Шрифт:
— Ну что ж, всем трудно было.
Старуха вдруг заревела:
— Не тебе судить. Отсиделась в гардеробе.
— И не тебе тоже. Вон, вяжи свои носки. Я двоих воспитала, в люди вывела.
Старуха схватилась за поясницу, и ее некрасивое грубое лицо стало совсем нехорошим от боли.
— А я вот не вывела. Не успела. Один погиб в сорок втором, другой — от ранений в госпитале, в Казани.
— Тетя Поля… тетя Поля…
— Ну, чего уставилась? Поясницу собаки грызут. Погода изменится. Пойду, полежу.
Чистый голосок телемастерши, красивый, как у Гелены Великановой:
— Вы только подумайте, Полина Андреевна, какое нахальство сотворила соседская Галька. Ворвалась ко мне в квартиру за утюгом и увидела на столе духи за пять рублей сорок копеек, которые с розовым маслом.

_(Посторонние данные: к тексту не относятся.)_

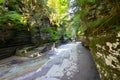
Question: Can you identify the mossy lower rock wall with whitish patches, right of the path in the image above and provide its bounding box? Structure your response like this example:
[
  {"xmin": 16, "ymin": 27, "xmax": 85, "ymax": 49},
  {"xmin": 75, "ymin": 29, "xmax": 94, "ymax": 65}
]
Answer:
[{"xmin": 90, "ymin": 33, "xmax": 120, "ymax": 80}]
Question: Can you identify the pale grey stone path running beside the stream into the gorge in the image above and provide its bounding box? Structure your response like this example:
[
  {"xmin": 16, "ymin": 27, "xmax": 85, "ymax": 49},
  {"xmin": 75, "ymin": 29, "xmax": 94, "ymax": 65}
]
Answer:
[{"xmin": 11, "ymin": 42, "xmax": 100, "ymax": 80}]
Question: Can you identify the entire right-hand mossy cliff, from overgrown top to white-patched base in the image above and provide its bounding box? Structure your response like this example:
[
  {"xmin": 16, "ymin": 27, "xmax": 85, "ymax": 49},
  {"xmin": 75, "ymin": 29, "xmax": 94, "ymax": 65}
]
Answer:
[{"xmin": 78, "ymin": 0, "xmax": 120, "ymax": 80}]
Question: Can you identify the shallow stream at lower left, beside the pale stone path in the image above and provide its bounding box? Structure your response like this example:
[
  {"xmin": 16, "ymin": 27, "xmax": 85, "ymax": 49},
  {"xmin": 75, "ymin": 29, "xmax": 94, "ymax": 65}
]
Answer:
[{"xmin": 0, "ymin": 54, "xmax": 50, "ymax": 80}]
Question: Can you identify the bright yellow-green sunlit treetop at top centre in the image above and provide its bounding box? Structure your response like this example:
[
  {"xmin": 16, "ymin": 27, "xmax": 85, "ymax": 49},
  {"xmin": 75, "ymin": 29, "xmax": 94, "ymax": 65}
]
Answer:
[{"xmin": 47, "ymin": 0, "xmax": 69, "ymax": 23}]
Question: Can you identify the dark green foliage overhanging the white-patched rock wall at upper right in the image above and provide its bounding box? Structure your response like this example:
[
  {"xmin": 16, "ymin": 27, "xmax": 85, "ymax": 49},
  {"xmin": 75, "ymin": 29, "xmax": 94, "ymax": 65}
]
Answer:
[{"xmin": 73, "ymin": 0, "xmax": 120, "ymax": 36}]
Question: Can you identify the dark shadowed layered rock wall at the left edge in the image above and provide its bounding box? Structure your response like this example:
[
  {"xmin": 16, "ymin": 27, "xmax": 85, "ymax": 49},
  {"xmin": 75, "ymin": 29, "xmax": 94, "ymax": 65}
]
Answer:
[{"xmin": 0, "ymin": 30, "xmax": 31, "ymax": 59}]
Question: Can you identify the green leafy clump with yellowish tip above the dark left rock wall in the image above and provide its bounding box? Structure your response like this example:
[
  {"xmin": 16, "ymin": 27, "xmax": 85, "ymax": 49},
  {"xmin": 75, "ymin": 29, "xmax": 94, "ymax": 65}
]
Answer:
[{"xmin": 0, "ymin": 11, "xmax": 26, "ymax": 30}]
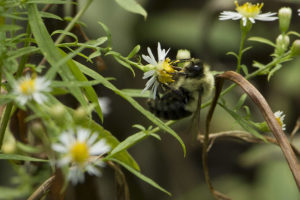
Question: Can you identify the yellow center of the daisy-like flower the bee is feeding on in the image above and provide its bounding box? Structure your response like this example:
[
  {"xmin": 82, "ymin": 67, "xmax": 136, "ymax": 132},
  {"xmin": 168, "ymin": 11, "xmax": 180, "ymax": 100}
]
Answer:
[{"xmin": 158, "ymin": 58, "xmax": 175, "ymax": 83}]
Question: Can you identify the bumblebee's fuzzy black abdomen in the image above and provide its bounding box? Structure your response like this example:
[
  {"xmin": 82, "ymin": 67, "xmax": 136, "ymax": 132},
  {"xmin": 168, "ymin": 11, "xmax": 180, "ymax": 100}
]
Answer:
[{"xmin": 148, "ymin": 90, "xmax": 192, "ymax": 120}]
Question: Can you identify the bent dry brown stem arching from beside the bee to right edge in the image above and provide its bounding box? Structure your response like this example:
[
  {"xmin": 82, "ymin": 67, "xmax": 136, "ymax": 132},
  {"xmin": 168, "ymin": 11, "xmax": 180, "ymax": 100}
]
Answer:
[{"xmin": 207, "ymin": 71, "xmax": 300, "ymax": 191}]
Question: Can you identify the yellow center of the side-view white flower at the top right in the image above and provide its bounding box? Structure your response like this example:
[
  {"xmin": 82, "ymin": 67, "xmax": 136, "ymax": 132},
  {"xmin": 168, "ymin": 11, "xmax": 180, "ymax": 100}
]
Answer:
[{"xmin": 234, "ymin": 1, "xmax": 264, "ymax": 18}]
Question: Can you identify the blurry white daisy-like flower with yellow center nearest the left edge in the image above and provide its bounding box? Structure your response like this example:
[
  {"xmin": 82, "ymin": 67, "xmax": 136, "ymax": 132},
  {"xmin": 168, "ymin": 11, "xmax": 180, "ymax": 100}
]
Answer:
[{"xmin": 13, "ymin": 75, "xmax": 51, "ymax": 105}]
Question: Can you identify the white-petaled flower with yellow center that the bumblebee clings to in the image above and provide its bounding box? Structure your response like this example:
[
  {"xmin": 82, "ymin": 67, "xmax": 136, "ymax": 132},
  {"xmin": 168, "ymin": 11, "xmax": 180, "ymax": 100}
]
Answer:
[{"xmin": 142, "ymin": 42, "xmax": 174, "ymax": 98}]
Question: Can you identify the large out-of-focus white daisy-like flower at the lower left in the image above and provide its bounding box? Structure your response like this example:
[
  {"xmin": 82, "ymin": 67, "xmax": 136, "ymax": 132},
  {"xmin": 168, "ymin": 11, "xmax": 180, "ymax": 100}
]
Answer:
[{"xmin": 52, "ymin": 127, "xmax": 111, "ymax": 185}]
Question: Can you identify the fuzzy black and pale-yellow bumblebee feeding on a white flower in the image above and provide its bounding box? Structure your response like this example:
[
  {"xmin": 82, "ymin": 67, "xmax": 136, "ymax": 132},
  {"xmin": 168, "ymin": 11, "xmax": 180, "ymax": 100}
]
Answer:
[{"xmin": 147, "ymin": 59, "xmax": 214, "ymax": 120}]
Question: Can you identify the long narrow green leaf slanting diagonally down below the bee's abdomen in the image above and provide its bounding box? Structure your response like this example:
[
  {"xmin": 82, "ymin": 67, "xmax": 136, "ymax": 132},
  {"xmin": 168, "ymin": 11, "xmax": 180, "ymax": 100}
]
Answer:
[{"xmin": 76, "ymin": 62, "xmax": 186, "ymax": 156}]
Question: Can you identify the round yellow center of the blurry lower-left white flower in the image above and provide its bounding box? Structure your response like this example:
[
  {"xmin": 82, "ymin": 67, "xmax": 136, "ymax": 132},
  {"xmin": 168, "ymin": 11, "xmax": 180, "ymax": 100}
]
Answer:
[{"xmin": 71, "ymin": 141, "xmax": 89, "ymax": 164}]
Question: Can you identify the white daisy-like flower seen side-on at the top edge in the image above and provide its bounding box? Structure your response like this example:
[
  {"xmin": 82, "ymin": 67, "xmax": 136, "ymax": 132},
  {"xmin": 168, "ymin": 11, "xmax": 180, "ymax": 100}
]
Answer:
[{"xmin": 219, "ymin": 1, "xmax": 278, "ymax": 26}]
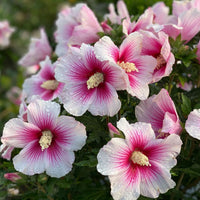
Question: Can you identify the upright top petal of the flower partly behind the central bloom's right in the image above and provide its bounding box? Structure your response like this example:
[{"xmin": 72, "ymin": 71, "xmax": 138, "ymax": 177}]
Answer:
[{"xmin": 119, "ymin": 32, "xmax": 143, "ymax": 62}]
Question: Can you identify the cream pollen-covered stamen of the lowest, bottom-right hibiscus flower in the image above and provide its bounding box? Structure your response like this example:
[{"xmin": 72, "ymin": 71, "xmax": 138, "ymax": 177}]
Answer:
[{"xmin": 131, "ymin": 151, "xmax": 151, "ymax": 166}]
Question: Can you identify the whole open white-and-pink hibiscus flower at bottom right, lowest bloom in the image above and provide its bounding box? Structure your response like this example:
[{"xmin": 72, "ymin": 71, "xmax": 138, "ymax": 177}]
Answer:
[{"xmin": 97, "ymin": 118, "xmax": 182, "ymax": 200}]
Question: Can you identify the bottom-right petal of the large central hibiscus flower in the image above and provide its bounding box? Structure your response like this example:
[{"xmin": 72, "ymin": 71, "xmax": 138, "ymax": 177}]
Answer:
[{"xmin": 88, "ymin": 83, "xmax": 121, "ymax": 116}]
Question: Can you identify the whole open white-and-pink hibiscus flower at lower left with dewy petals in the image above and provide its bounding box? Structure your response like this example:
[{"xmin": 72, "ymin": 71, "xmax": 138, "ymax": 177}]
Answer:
[{"xmin": 1, "ymin": 100, "xmax": 86, "ymax": 178}]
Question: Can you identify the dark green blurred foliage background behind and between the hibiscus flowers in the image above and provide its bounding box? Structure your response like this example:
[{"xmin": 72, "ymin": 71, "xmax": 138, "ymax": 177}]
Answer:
[{"xmin": 0, "ymin": 0, "xmax": 200, "ymax": 200}]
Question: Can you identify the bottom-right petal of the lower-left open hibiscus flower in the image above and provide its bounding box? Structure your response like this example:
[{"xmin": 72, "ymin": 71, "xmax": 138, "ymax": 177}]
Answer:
[{"xmin": 44, "ymin": 142, "xmax": 75, "ymax": 178}]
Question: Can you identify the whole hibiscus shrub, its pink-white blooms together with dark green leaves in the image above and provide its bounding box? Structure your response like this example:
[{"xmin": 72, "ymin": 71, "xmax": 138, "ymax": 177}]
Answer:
[{"xmin": 0, "ymin": 0, "xmax": 200, "ymax": 200}]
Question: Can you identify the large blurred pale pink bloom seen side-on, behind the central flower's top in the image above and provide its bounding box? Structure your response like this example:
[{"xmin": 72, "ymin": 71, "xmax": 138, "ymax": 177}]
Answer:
[{"xmin": 55, "ymin": 3, "xmax": 103, "ymax": 56}]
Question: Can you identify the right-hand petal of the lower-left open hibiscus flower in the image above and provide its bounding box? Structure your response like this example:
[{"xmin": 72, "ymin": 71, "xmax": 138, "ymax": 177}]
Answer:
[{"xmin": 53, "ymin": 116, "xmax": 87, "ymax": 151}]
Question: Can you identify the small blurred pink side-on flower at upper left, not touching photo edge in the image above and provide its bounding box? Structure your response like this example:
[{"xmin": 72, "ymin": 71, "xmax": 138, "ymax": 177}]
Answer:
[{"xmin": 18, "ymin": 29, "xmax": 52, "ymax": 67}]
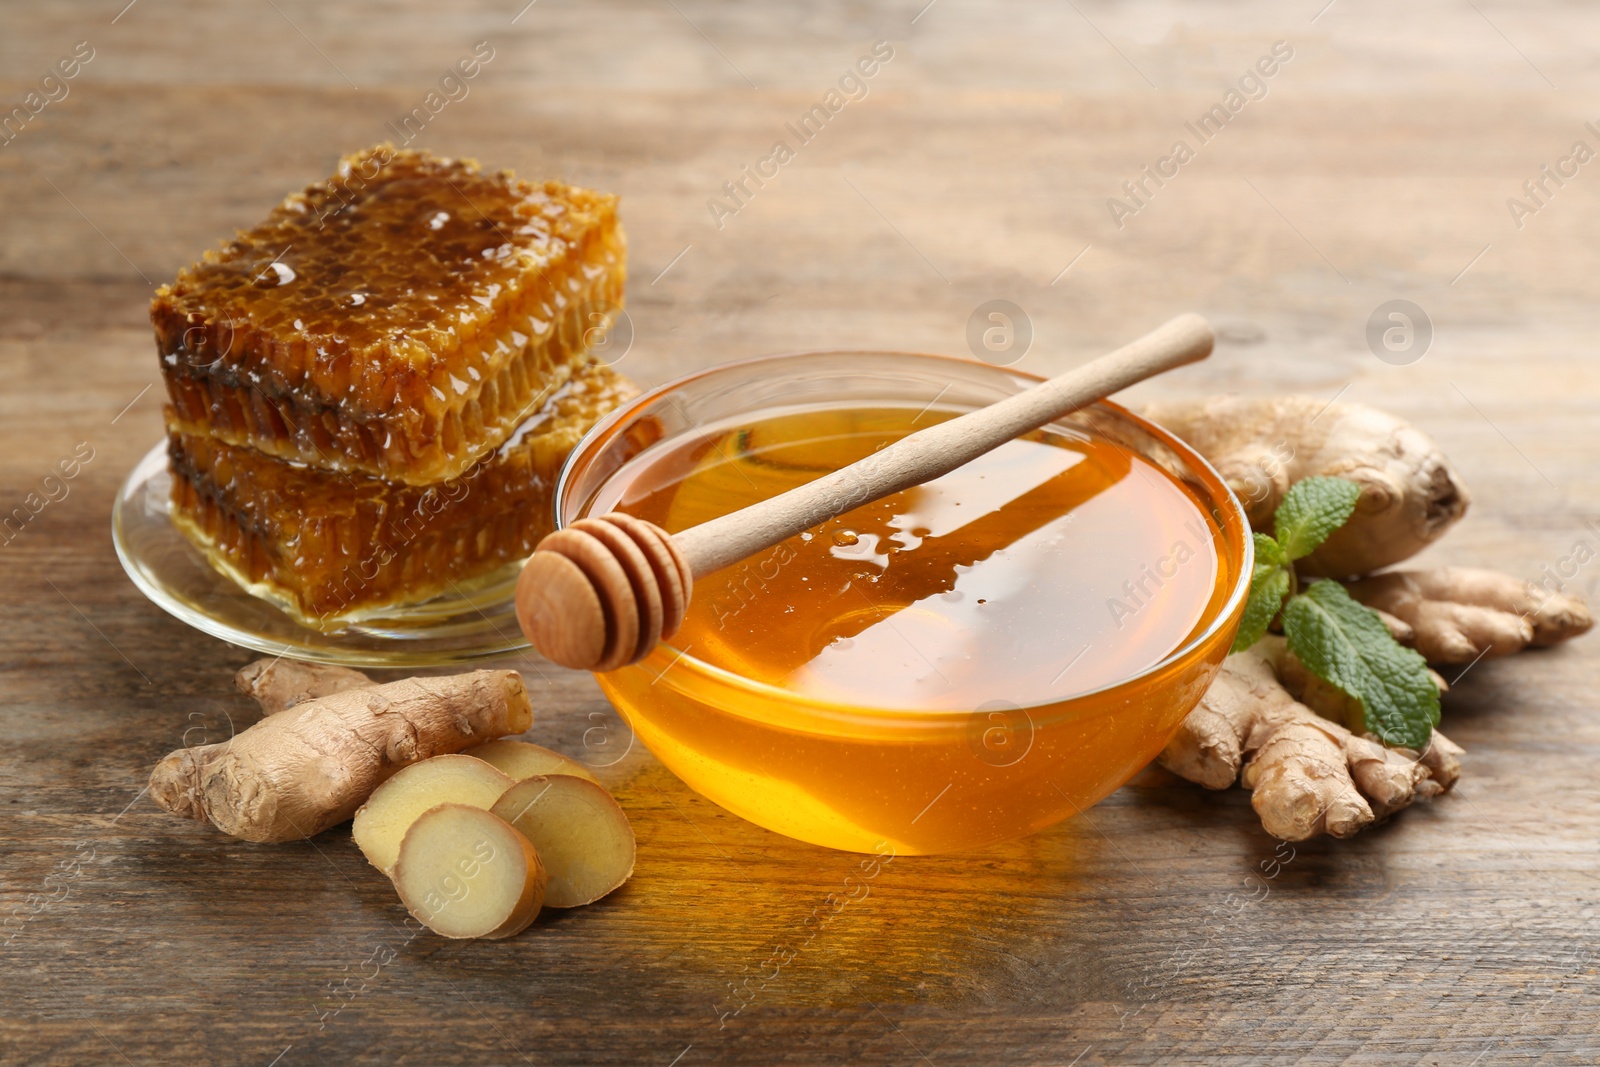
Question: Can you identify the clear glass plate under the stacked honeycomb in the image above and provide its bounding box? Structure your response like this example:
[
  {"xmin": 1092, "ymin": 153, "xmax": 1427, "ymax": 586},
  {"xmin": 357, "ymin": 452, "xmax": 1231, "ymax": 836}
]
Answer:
[{"xmin": 110, "ymin": 442, "xmax": 528, "ymax": 667}]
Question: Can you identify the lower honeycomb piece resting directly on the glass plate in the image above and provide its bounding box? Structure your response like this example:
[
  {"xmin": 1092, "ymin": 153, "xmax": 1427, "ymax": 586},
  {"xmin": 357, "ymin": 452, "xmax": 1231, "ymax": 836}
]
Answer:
[{"xmin": 168, "ymin": 365, "xmax": 638, "ymax": 630}]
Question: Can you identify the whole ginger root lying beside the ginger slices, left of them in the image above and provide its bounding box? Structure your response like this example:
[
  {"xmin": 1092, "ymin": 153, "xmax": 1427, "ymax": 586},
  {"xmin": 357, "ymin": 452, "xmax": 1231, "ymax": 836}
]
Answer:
[{"xmin": 150, "ymin": 670, "xmax": 533, "ymax": 841}]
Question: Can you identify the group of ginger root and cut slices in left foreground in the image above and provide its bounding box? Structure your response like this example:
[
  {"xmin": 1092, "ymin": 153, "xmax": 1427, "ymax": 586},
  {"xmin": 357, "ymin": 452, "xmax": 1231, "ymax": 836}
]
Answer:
[{"xmin": 150, "ymin": 659, "xmax": 634, "ymax": 937}]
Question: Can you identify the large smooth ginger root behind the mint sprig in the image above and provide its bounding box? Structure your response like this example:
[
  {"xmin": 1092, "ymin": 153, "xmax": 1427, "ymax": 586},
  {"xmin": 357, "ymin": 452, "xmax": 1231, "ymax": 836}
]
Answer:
[{"xmin": 1142, "ymin": 397, "xmax": 1470, "ymax": 577}]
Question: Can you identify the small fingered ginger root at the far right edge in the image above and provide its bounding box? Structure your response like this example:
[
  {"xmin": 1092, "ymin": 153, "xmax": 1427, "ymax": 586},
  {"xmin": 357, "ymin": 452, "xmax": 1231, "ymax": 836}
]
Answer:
[{"xmin": 1346, "ymin": 566, "xmax": 1594, "ymax": 664}]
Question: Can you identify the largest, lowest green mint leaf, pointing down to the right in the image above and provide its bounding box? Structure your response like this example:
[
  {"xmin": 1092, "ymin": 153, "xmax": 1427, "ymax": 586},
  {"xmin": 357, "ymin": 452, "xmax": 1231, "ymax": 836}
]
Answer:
[{"xmin": 1283, "ymin": 582, "xmax": 1438, "ymax": 752}]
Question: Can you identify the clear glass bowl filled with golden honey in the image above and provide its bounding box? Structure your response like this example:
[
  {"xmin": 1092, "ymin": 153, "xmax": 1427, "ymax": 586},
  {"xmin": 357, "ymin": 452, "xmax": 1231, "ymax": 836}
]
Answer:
[{"xmin": 555, "ymin": 352, "xmax": 1253, "ymax": 854}]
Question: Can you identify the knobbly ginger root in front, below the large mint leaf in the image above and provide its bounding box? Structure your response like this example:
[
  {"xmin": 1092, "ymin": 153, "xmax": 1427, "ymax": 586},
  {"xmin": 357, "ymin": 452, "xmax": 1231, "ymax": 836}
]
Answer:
[{"xmin": 1158, "ymin": 637, "xmax": 1461, "ymax": 841}]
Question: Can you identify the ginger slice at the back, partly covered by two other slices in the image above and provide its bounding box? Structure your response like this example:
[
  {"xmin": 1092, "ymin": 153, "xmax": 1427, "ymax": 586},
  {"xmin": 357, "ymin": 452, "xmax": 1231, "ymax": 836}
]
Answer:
[{"xmin": 350, "ymin": 753, "xmax": 515, "ymax": 873}]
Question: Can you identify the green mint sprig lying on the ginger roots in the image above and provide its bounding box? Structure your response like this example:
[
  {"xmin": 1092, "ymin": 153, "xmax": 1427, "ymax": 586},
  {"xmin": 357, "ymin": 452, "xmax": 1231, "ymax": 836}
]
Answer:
[{"xmin": 1234, "ymin": 477, "xmax": 1438, "ymax": 750}]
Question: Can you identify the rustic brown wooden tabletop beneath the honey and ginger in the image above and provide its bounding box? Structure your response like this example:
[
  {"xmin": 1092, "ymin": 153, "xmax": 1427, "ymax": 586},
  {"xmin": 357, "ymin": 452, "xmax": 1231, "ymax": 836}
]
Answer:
[{"xmin": 0, "ymin": 0, "xmax": 1600, "ymax": 1067}]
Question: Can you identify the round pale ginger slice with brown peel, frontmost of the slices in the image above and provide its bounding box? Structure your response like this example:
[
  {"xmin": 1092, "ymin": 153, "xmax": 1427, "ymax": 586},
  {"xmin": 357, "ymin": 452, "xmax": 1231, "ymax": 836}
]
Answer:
[{"xmin": 394, "ymin": 803, "xmax": 546, "ymax": 937}]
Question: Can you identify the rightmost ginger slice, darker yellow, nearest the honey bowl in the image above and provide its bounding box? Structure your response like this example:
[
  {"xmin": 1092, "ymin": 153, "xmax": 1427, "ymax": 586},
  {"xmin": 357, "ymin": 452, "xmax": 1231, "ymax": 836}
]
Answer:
[{"xmin": 490, "ymin": 774, "xmax": 634, "ymax": 907}]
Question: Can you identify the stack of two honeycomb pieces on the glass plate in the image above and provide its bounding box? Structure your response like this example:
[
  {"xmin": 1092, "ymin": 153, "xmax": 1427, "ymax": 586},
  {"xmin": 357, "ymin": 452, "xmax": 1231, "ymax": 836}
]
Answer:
[{"xmin": 150, "ymin": 146, "xmax": 634, "ymax": 629}]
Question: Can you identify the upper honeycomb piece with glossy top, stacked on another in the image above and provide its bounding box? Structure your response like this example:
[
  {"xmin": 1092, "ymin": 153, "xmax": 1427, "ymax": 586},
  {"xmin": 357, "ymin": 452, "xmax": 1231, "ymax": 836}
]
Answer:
[{"xmin": 150, "ymin": 146, "xmax": 627, "ymax": 485}]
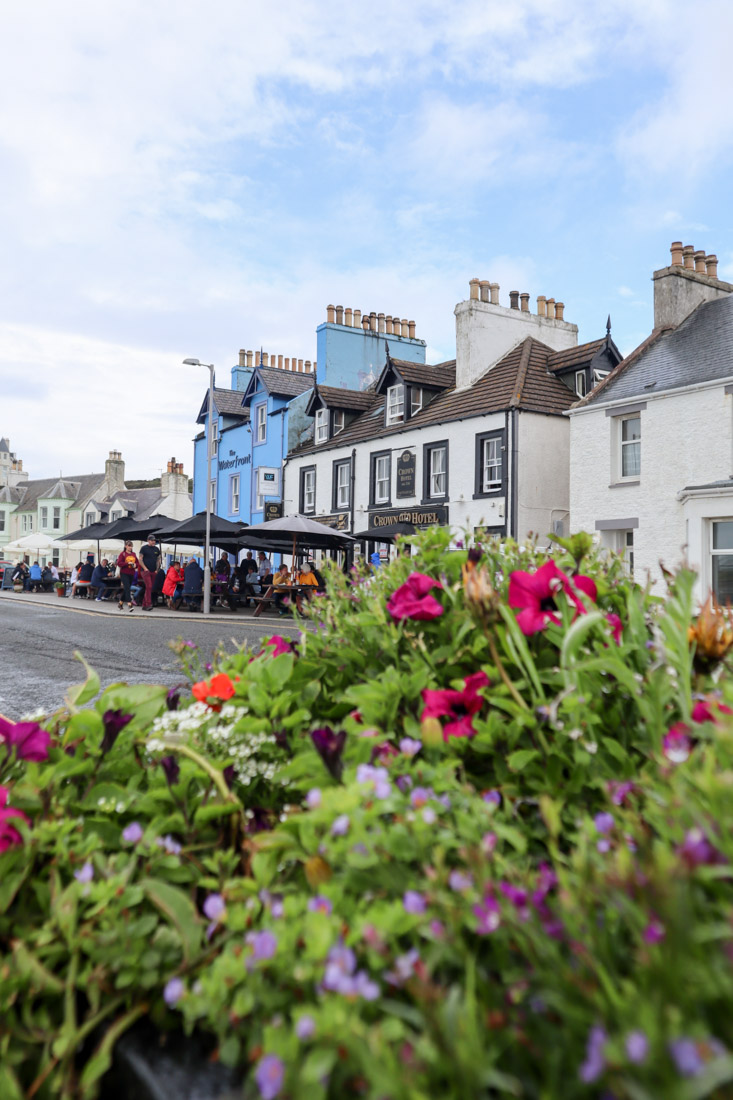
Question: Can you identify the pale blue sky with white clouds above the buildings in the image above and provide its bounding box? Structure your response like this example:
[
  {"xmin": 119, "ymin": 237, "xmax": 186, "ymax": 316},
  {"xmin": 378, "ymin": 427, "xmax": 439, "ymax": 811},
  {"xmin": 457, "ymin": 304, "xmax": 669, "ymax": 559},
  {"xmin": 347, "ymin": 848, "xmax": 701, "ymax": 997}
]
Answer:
[{"xmin": 0, "ymin": 0, "xmax": 733, "ymax": 479}]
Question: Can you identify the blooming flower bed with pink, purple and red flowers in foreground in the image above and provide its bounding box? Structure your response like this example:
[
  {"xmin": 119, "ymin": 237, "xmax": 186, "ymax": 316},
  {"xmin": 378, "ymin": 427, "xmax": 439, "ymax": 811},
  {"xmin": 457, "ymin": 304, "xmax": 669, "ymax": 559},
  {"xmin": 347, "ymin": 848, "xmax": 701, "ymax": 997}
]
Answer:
[{"xmin": 0, "ymin": 530, "xmax": 733, "ymax": 1100}]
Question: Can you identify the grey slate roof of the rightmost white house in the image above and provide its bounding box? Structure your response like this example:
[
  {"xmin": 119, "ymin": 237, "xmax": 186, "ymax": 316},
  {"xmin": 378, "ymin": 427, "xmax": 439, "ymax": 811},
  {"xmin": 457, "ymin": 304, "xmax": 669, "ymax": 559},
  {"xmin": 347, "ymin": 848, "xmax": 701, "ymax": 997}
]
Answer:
[{"xmin": 573, "ymin": 295, "xmax": 733, "ymax": 408}]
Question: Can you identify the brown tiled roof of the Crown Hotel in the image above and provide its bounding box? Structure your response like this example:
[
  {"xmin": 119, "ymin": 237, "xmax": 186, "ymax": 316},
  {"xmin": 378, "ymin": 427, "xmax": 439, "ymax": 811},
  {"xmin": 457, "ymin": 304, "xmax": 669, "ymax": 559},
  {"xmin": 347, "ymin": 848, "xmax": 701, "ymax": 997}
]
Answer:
[{"xmin": 291, "ymin": 337, "xmax": 575, "ymax": 457}]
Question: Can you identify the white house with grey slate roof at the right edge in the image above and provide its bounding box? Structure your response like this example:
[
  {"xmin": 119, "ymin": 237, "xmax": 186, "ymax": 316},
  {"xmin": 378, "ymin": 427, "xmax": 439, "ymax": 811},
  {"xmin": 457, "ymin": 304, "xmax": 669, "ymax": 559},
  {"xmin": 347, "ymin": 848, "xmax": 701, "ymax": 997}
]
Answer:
[{"xmin": 569, "ymin": 242, "xmax": 733, "ymax": 602}]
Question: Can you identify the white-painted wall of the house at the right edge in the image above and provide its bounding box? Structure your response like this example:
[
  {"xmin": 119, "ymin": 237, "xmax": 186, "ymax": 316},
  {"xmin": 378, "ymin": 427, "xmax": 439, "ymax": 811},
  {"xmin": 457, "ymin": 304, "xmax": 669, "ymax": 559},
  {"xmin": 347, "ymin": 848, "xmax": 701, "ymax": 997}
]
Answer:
[{"xmin": 570, "ymin": 382, "xmax": 733, "ymax": 582}]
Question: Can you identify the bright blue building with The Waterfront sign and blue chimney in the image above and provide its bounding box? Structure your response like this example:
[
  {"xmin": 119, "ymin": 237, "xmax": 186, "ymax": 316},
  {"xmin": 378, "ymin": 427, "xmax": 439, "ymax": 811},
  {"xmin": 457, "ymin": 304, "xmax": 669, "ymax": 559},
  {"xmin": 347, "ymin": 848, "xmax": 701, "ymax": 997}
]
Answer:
[{"xmin": 194, "ymin": 306, "xmax": 426, "ymax": 524}]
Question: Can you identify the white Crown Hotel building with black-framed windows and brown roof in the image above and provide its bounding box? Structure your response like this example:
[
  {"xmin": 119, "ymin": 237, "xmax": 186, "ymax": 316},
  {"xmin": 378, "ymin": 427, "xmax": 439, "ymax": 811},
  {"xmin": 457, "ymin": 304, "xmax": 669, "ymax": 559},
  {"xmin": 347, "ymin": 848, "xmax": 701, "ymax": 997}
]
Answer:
[{"xmin": 284, "ymin": 279, "xmax": 621, "ymax": 539}]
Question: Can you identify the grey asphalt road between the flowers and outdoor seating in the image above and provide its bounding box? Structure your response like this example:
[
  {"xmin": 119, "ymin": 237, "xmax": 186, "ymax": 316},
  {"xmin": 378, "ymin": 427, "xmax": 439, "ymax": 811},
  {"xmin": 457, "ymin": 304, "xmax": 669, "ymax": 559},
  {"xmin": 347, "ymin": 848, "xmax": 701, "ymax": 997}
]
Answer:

Она так и схватила флакон. Нет, милочка, — сказала я, — и муж Вася сказал: нет, уважаемая. Этот дорогой флакон духов за пять рублей сорок копеек с розовым маслом мне подарил от имени месткома коллектив наших мужчин. Всем подарили нормальные подарки за один рубль двадцать копеек, а для меня наш коллектив мужчин собрал по подписке деньги дополнительно.
— Тебе не собери, — сказала Старуха. — Тогда хоть увольняйся.
— Почему же, — ответила телемастерша. — Наш коллектив мужчин знает, кого уважать. А так как мой подарок самый дорогой и чтобы не было разных разговоров, я при всех открыла флакон, сама понюхала и всем женщинам дала понюхать, а некоторые даже и на пальчик взяли.
И в самый разгар интересного монолога вернулась от подруги Зохи Софья Николаевна. Глаза у нее были красные, веки натертые.
— Ты чего? — спросила Старуха. — Лук резала?
— Картину смотрела по телевизору. Опять про войну. Он остался инвалидом, обе ноги оторвало, к жене не захотел ехать — безногий… Он так переживал…
Все замолчали. А Полина Андреевна сказала:
— Чего он там… Пусть хреновый мужичишка, а бабе покрышка. Во время войны чего только не было. И у нас в травилке… Чего уж там… — И она замолчала, словно прислушиваясь к себе.
Достала из деревянного ящичка, стоящего на столе, рыжий пузырек и чайную ложку. На кухне запахло валерьянкой.
Пенсия должна быть завтра. Кряхтя и охая, Полина Андреевна выгладила высохшие халат и белье. Ее дорожный чемоданчик был готов. А у Софьи Николаевны деньги совсем кончились, до копейки. И она менялась прямо на глазах. Лицо у нее стало бесстрастное, отчужденное, все покрылось резкими, сухими морщинками. Движения ее замедлились. И как-то сразу обнаружилось, что делать на земле в общем-то нечего. Час за часом она сидела на стуле за шифоньером, час за часом смотрела на одну и ту же ножку стола.
К вечеру, сразу после работы, к старушке зашел Витькин приятель Сережа. Старушка оживилась, словно к ней подключили ток. Она поправила подзор на кровати, пододвинула к Сереже пепельницу и достала неначатую пачку сигарет.
Разминая сигарету, Сережа одновременно блуждал задумчивым взглядом по комнате.
— Теть Соня, как жизнь? Открытки собираем?
— Дарят к празднику, — нахмурилась Софья Николаевна. Одним движением, словно игральные карты, сгребла в стопку и спрятала под подушку. — Как надумал зайти?
— А как ты смотришь, тетя Соня, если бутылочку трахнуть?
— Да господи, чего спрашиваешь? Стакан тебе, что ли?
— А если я не один? А если у меня друг на улице остался?
— Ну так и зови его. Надо было сразу. А то еще подумает человек чего-нибудь.
И Сережа привел с улицы рыхлого, а может, опухшего дядьку, у которого отеки под глазами напоминали полтинники. Дядька очень хотел произвести хорошее впечатление. Он дышал в сторону, за каждое свое движение извинялся. И разве только на одной ноге не стоял.
Софья Николаевна принесла тарелки, принесла вилки, принесла нож, принесла хлеб и пошла было еще за чем-то. Но Сережа поймал ее за рукав и сказал, что бегать хватит. Надо сперва поправиться.
— Тебе, тетя Соня, полный или как?
— Ох, — игриво махнула ручкой Софья Николаевна и, порозовев, отвернула лицо к стенке. — Много ли мне надо? Как птичке.
И Сережа налил ей полный стаканчик.
— Паша большой человек, — начал Сережа, закуривая. Его друг опустил глаза и задержал дыхание.